Hope is a silent revolution for the oppressed, as Yoko Ogawa’s newly translated “The Memory Police” reveals. In the novel, originally published in 1994, Ogawa lays open a hushed defiance against a totalitarian regime by training her prodigious talent on magnifying the efforts of those who persistently but quietly rebel.

The Memory Police, by Yoko Ogawa, Translated by Stephen Snyder.
288 pages
PANTHEON, Fiction.

The book finds our unnamed narrator, a novelist on an unnamed island, dispassionately recording the gradual loss of objects and the memories associated with them. Disappeared items include the mundane, like calendars or candies; the precious, like emeralds or books; and the living, like roses or birds.

Within this diminishing world, a sinister state-sanctioned force, the Memory Police, hunts for the few individuals who cannot forget the missing objects. One was the narrator’s mother, who died in mysterious circumstances after being taken away by the government several years before the story begins.

Juxtaposed between the narrator’s record of her daily life is the manuscript of her current novel about a singer who has lost her voice, trapped in a disquieting relationship with her typing teacher. When the narrator realizes her editor is also one who cannot forget, she sets out to hide him with the help of a trusted neighbor, the Old Man. Their stealthy efforts and steady friendship ultimately reflect humanity’s enduring compassion and capacity to survive.

“I feel that’s what novels are supposed to do.
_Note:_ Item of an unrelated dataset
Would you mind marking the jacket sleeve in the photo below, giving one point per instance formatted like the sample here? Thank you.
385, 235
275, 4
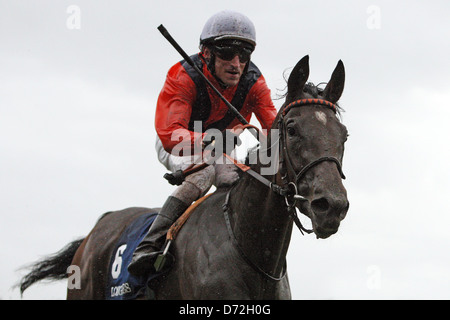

They are supposed to make small voices heard,” Ogawa says. “The little things of everyday life are present in all novels — things that everyone feels, but don’t put into words. I hope that the inner voices of the characters will quietly spread with each person who reads the book.”

Ogawa refers to the original Japanese title, “Hisoyaka na Kessho,” a metaphor for something precious that forms in the dark recesses of suppression, roughly translated to “secret crystallizations.” It’s an idea that has fascinated Ogawa ever since she read a classic of literature.

“‘The Diary of a Young Girl’ is what made me start writing,” says Ogawa, “‘The Memory Police’ was a way of returning to my starting point. Even though Anne Frank was confined in a small space, she became free when she was writing her diary.

“Looking back at what I’ve written so far, I realize that I’ve always written stories about people who are trapped in some way,” Ogawa says. “Although confined in a small space, they develop their own unique perspective of their own world. This novel depicts a hopeless situation, but it also shows that no matter how hard the state tries to control people and rob them of their rights, there is always something that each person holds that belongs only to them that the state can never take away — something hidden deep within.”

Ogawa chose to populate the novel with artists to amplify this creative force within: The writer’s mother was a sculptor, and she writes about a musician. It’s a deliberate contrast to the wall of authoritarian control.

“In our society, people who create things, like artists, are not in a position to make strong social statements,” she says. “They express themselves through their art and live on the fringes of society. They’re not useful. The things that would be the first to go, if people were to pick things to get rid of, would be things that aren’t considered useful — like novels.

“Japanese education is already moving in that direction. If we think this way, then it’s hard to say why literature itself is useful, but to tell the truth, people are generally happiest doing things that aren’t considered useful. I portrayed these characters as artists because it was the sharpest contrast I could think of to the Memory Police.”

Although it took nearly 25 years for the book to be published in English, Ogawa says wryly that “sadness never grows old.” Stephen Snyder, a master craftsman of the macabre who has translated Ryu Murakami and Kanae Minato in addition to other works by Ogawa, renders mesmerizingly direct prose that perfectly mirrors the mundane horror of an oppressed existence where even memory is controlled: “Silence fell around us all, as through we were steeling ourselves for the next disappearance, which would no doubt come — perhaps even tomorrow. So it was that evening came to the island.”

“I’ve gotten to know Snyder quite well though this project and I feel very good about having him do it,” Ogawa says. “The relationship between the writer and the translator is rather unique and we tend to communicate with eye contact since we don’t speak the same language, but we have the novel in common. I’m happy to have found him.”

Typical in Ogawa’s universe, the novel disdains any pat resolution, as her intricate web of surreal tyranny tightens around her trapped characters. Yet she does leave us with hope and the inner voices creatively triumph.

The ending implies that this isn’t the end, but a beginning,” Ogawa says.